80 sociétés françaises du portefeuille de l’APE

Reste à définir les entreprises concernées parmi les quelque quatre-vingts sociétés françaises du portefeuille de l’Agence des participations de l’Etat (APE). Au début de l’été, le patron de l’APE, Martin Vial, a remis au ministre de l’économie une liste détaillant les sociétés stratégiques, dont l’Etat doit rester au capital. Les entreprises liées à la souveraineté nationale, comme celles de la défense (Thales), du nucléaire (Areva) ou de l’énergie (EDF), n’ont pas vocation à être cédées. De même, selon la doctrine de l’APE, les entreprises de service public comme La Poste, la SNCF ou la RATP, doivent rester dans le giron de l’Etat.

La quasi-totalité des autres sociétés, détenues entièrement ou partiellement par l’Etat, pourraient être progressivement cédées pour financer le fonds d’innovation ou réinvestir dans d’autres participations, à l’instar de STX, début juillet.

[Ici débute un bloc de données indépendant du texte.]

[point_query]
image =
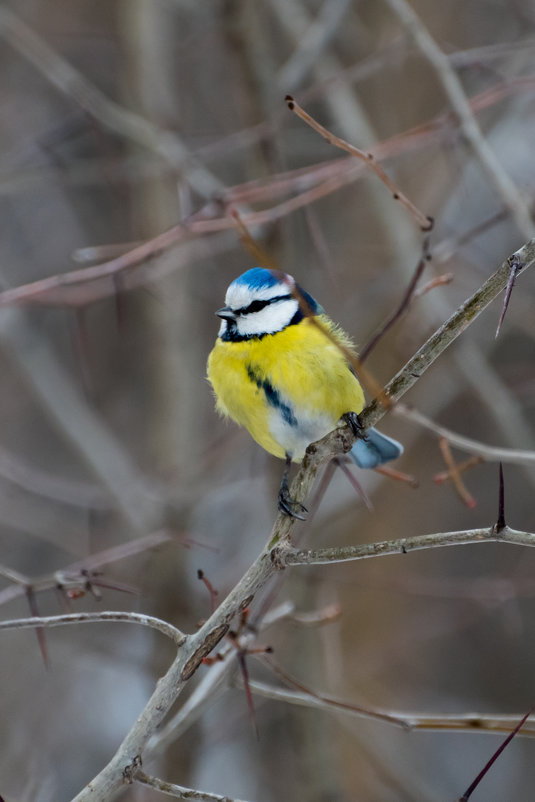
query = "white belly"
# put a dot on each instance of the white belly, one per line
(296, 436)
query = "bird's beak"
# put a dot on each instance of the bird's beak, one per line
(226, 313)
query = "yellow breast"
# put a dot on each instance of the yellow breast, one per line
(288, 388)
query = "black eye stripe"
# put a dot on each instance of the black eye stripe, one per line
(256, 306)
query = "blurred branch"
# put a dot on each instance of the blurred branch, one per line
(312, 44)
(493, 453)
(408, 721)
(311, 184)
(96, 618)
(85, 431)
(198, 645)
(76, 575)
(74, 85)
(425, 222)
(452, 86)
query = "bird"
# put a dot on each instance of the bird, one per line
(285, 378)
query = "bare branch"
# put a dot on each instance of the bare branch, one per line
(494, 453)
(287, 555)
(198, 645)
(178, 791)
(426, 223)
(433, 722)
(97, 618)
(74, 85)
(470, 128)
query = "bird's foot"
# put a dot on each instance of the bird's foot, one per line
(290, 507)
(353, 421)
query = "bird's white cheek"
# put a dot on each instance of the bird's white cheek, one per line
(269, 320)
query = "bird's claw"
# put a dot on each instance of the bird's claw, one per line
(353, 421)
(289, 506)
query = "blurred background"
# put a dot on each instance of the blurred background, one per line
(121, 120)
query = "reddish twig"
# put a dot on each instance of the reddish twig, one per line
(472, 787)
(445, 476)
(425, 222)
(454, 473)
(402, 306)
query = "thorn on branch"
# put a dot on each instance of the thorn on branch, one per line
(210, 588)
(472, 787)
(500, 523)
(466, 497)
(403, 305)
(516, 266)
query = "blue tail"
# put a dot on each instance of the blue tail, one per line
(375, 449)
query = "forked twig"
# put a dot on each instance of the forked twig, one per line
(426, 223)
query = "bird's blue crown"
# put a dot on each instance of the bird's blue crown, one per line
(257, 278)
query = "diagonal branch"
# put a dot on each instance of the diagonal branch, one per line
(453, 88)
(109, 782)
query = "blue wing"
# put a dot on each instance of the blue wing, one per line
(375, 449)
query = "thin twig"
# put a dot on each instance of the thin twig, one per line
(425, 222)
(508, 290)
(472, 787)
(402, 306)
(460, 467)
(108, 783)
(494, 453)
(463, 493)
(287, 555)
(178, 791)
(434, 722)
(96, 618)
(452, 86)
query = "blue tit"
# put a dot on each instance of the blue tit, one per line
(276, 373)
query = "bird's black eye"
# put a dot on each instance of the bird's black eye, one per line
(254, 306)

Au sein de son portefeuille coté, une demi-douzaine d’entreprises pourraient être concernées par des cessions de blocs d’actions. Il y a tout d’abord la participation de 19,74 % dans Renault. Depuis deux ans, l’Etat s’est engagé à revendre 4,7 % acquis par surprise sur les marchés en 2015. Cette vente devra rapporter au moins 1,2 milliard d’euros, le prix dépensé par l’APE à l’époque. Si le gouvernement devait céder un bloc d’actions plus important, il deviendrait deuxième actionnaire derrière Nissan, une situation pour le moment improbable.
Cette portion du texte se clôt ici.